JAKARTA – Di tengah aksi demo buruh di depan Gedung DPR/MPR RI, Kamis (28/8/2025), aparat kepolisian dari Satuan Samapta Polda Metro Jaya mengambil langkah berbeda.
Mereka tidak hanya berjaga, tetapi juga menunjukkan sisi humanis dengan membagikan air mineral dan roti kepada para peserta aksi.
Tindakan simpatik ini menjadi bagian dari strategi Polri untuk menghadirkan pengamanan yang ramah dan persuasif.
Di bawah arahan Kapolda Metro Jaya Irjen Pol Asep Edi Suheri, personel di lapangan diminta menjaga kesabaran, mengedepankan pendekatan persuasif, dan menghindari sikap represif selama pengamanan unjuk rasa buruh berlangsung.
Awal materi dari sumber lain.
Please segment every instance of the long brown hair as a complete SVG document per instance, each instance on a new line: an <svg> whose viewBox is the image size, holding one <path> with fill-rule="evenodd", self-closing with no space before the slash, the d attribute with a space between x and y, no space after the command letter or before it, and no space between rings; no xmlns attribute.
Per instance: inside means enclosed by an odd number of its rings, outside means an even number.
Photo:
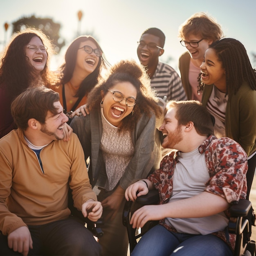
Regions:
<svg viewBox="0 0 256 256"><path fill-rule="evenodd" d="M65 63L60 68L60 73L62 77L60 83L65 84L70 81L76 62L77 51L80 43L90 40L95 44L97 48L102 51L99 45L92 36L81 36L76 38L68 47L65 54ZM104 53L99 57L99 63L95 70L88 76L82 82L76 95L75 97L79 97L88 94L94 87L98 82L98 79L100 77L101 72L103 68L106 69L109 64L106 60Z"/></svg>
<svg viewBox="0 0 256 256"><path fill-rule="evenodd" d="M47 60L38 77L33 66L28 61L24 47L34 36L37 36L46 46ZM55 79L49 71L49 60L54 53L50 40L41 30L29 28L14 34L1 55L0 63L0 86L4 88L12 99L29 86L42 82L48 86Z"/></svg>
“Para buruh yang turun ke jalan adalah saudara-saudara kita. Layani mereka sebaik-baiknya, kawal dengan penuh tanggung jawab, dan jangan mudah terprovokasi,” pesan Kapolda.
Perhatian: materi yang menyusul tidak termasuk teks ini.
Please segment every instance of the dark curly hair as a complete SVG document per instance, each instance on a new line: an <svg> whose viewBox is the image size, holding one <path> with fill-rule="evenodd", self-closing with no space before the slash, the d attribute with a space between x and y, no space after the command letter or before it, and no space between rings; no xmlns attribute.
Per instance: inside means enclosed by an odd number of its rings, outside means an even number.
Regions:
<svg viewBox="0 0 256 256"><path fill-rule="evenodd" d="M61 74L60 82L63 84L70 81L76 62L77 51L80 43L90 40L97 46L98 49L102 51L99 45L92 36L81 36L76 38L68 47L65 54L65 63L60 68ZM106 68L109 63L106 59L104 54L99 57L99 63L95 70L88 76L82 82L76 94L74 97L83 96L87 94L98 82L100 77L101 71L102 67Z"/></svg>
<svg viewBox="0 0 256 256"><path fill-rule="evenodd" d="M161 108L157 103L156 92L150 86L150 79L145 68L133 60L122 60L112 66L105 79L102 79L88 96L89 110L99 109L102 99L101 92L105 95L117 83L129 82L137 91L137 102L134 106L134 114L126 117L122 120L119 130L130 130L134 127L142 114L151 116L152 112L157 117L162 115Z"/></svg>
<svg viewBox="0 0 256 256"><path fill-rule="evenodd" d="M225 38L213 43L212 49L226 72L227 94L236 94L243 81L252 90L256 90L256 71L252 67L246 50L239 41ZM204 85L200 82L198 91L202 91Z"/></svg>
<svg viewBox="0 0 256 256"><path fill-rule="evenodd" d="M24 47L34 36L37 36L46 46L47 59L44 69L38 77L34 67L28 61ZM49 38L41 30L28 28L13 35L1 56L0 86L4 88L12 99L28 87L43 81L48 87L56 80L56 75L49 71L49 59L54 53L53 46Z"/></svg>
Pernyataan ini menjadi pengingat bahwa kehadiran polisi tidak hanya sebatas menjaga keamanan, tetapi juga membangun rasa kebersamaan.
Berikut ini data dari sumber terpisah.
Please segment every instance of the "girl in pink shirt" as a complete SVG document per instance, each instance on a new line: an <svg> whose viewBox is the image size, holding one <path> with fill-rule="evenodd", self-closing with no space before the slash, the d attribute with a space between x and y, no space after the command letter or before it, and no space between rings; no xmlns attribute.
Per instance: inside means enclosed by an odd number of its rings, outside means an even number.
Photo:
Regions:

Sentuhan Humanis Polri di Tengah Aksi Buruh
Kabidhumas Polda Metro Jaya Kombes Pol Ade Ary Syam Indradi menegaskan bahwa pembagian roti dan air mineral bukan sekadar simbolis, melainkan bentuk kepedulian nyata.
Menurutnya, pengamanan aksi tidak boleh dipandang semata-mata dari sisi keamanan, melainkan juga pelayanan kepada masyarakat.
“Kami ingin menunjukkan bahwa kehadiran polisi dalam pengamanan aksi tidak hanya fokus pada aspek keamanan, tetapi juga pelayanan.”
“Pembagian air mineral dan roti oleh anggota Samapta ini adalah simbol kepedulian kami kepada saudara-saudara buruh yang menyampaikan aspirasi,” jelas Kombes Ade Ary.
Ia menambahkan, pendekatan humanis merupakan kunci dalam menciptakan situasi aman dan kondusif.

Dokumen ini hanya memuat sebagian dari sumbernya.